Where is the panic?
We are bouncing off the MOB on the weekly chart of the ($SPX). From my post on June 4th, we have reached the intial downside target.
The daily chart shows that if we bounce enough for our daily stochastic to become overbought, we may have the opportunity to short more.
I will now look at the ($VIX) and the TED Spread to see where we are in relation to where we were at the March low.
First, the ($VIX).
We are in a worse position than we were in March, yet panic levels are not near where they were.
Why so much confidence in the downside? Because the trend is down.

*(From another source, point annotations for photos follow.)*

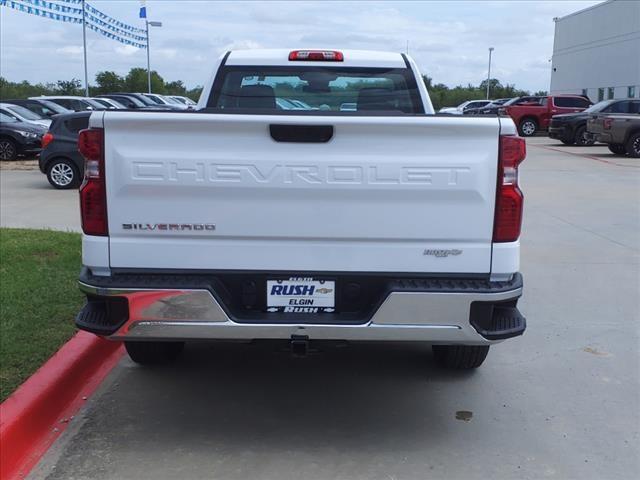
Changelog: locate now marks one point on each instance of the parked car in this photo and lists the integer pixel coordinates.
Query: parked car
(185, 100)
(44, 108)
(60, 160)
(18, 137)
(463, 107)
(571, 128)
(163, 100)
(24, 115)
(130, 103)
(238, 226)
(493, 109)
(621, 132)
(108, 103)
(147, 101)
(536, 115)
(492, 104)
(73, 103)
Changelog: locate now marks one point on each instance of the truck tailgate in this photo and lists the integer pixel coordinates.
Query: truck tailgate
(217, 192)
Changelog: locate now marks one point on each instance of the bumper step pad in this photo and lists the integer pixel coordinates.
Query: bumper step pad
(501, 322)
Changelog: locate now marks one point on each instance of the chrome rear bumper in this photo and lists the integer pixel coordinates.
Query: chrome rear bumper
(190, 314)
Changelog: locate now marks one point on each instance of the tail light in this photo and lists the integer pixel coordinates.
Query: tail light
(509, 198)
(93, 194)
(316, 55)
(47, 138)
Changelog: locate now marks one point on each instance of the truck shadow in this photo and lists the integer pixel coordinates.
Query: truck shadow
(257, 396)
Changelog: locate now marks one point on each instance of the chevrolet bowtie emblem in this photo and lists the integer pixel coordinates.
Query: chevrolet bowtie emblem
(324, 290)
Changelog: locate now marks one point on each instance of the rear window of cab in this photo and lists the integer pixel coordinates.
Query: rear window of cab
(315, 90)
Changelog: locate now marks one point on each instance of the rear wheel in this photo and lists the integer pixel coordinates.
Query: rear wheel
(460, 357)
(528, 127)
(617, 148)
(153, 353)
(8, 149)
(63, 174)
(582, 139)
(633, 146)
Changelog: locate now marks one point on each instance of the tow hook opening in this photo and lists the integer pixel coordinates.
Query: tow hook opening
(299, 345)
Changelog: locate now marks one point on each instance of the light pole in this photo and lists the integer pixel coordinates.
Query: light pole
(152, 24)
(489, 73)
(84, 49)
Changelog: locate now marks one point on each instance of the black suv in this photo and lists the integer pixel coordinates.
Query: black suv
(18, 138)
(60, 160)
(571, 128)
(44, 108)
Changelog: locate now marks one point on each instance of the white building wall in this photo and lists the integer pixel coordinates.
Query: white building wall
(598, 48)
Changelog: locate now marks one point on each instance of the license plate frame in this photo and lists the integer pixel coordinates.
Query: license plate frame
(300, 295)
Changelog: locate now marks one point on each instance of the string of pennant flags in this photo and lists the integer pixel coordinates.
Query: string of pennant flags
(99, 22)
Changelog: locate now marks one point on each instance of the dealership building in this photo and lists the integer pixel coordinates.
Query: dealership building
(596, 51)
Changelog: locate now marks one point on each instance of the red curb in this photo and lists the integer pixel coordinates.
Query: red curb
(39, 410)
(585, 155)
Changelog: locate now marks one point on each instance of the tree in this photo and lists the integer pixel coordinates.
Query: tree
(69, 87)
(136, 81)
(108, 82)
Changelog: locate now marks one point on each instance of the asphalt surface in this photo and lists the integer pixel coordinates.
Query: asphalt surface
(560, 402)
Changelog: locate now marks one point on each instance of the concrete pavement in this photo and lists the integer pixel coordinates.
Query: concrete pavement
(28, 201)
(560, 402)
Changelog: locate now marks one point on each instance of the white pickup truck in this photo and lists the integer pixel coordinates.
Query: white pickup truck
(270, 213)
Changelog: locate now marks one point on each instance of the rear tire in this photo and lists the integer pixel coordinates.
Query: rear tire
(8, 149)
(63, 174)
(633, 146)
(153, 353)
(528, 127)
(460, 357)
(617, 148)
(581, 139)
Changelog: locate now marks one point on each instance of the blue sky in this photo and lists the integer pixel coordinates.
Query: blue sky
(449, 40)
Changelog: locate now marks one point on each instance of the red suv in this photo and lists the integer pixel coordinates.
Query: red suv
(536, 115)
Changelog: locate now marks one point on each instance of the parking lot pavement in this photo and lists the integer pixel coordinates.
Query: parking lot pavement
(28, 201)
(559, 402)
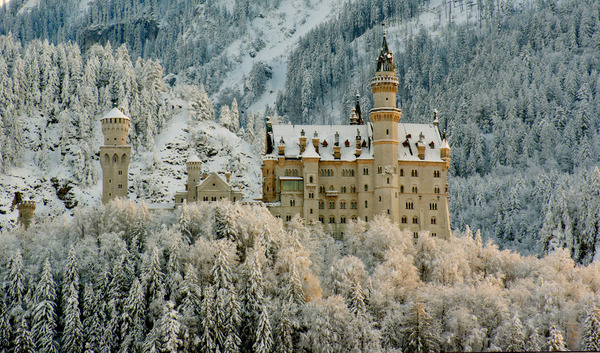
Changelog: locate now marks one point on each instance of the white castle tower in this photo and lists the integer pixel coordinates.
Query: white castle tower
(115, 155)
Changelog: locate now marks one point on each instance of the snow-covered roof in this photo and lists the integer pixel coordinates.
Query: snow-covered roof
(430, 134)
(193, 158)
(407, 132)
(115, 113)
(292, 133)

Now, I want to comment on the crackdown on short sellers. Whenever a company blames short sellers for their troubles, it is a huge tell that there are more problems than the company wants to admit. We have seen this repeatedly. We saw it with Enron, we are seeing it with Lehman Brothers (LEH). Now, government agencies want to curb short selling. This is a tell. The problems are deep and politicians think curbing short selling will help. It won't. Time and price are the only cure to the problems we face.
Conclusion :
We are not near a bottom. If we bounce further, it is an opportunity to short more.
Joel Stahl





Great insight! The two days were a sucker's rally.
Posted by: Richard | July 18, 2008 at 12:24 AM
Yes! Look out below!
My understanding of the original SEC intent of the proposed rule to "crackdown on naked short sellers" was to curb a specific fraudulent practice (failure to deliver) that has been used extensively to artifically depress the price of low priced (newly issued) stocks. See this link: http://www.cato.org/pubs/regulation/regv31n1/v31n1-7.pdf.
Now they want to use this rule to "protect" financial stocks from legitimate short-selling. Good luck!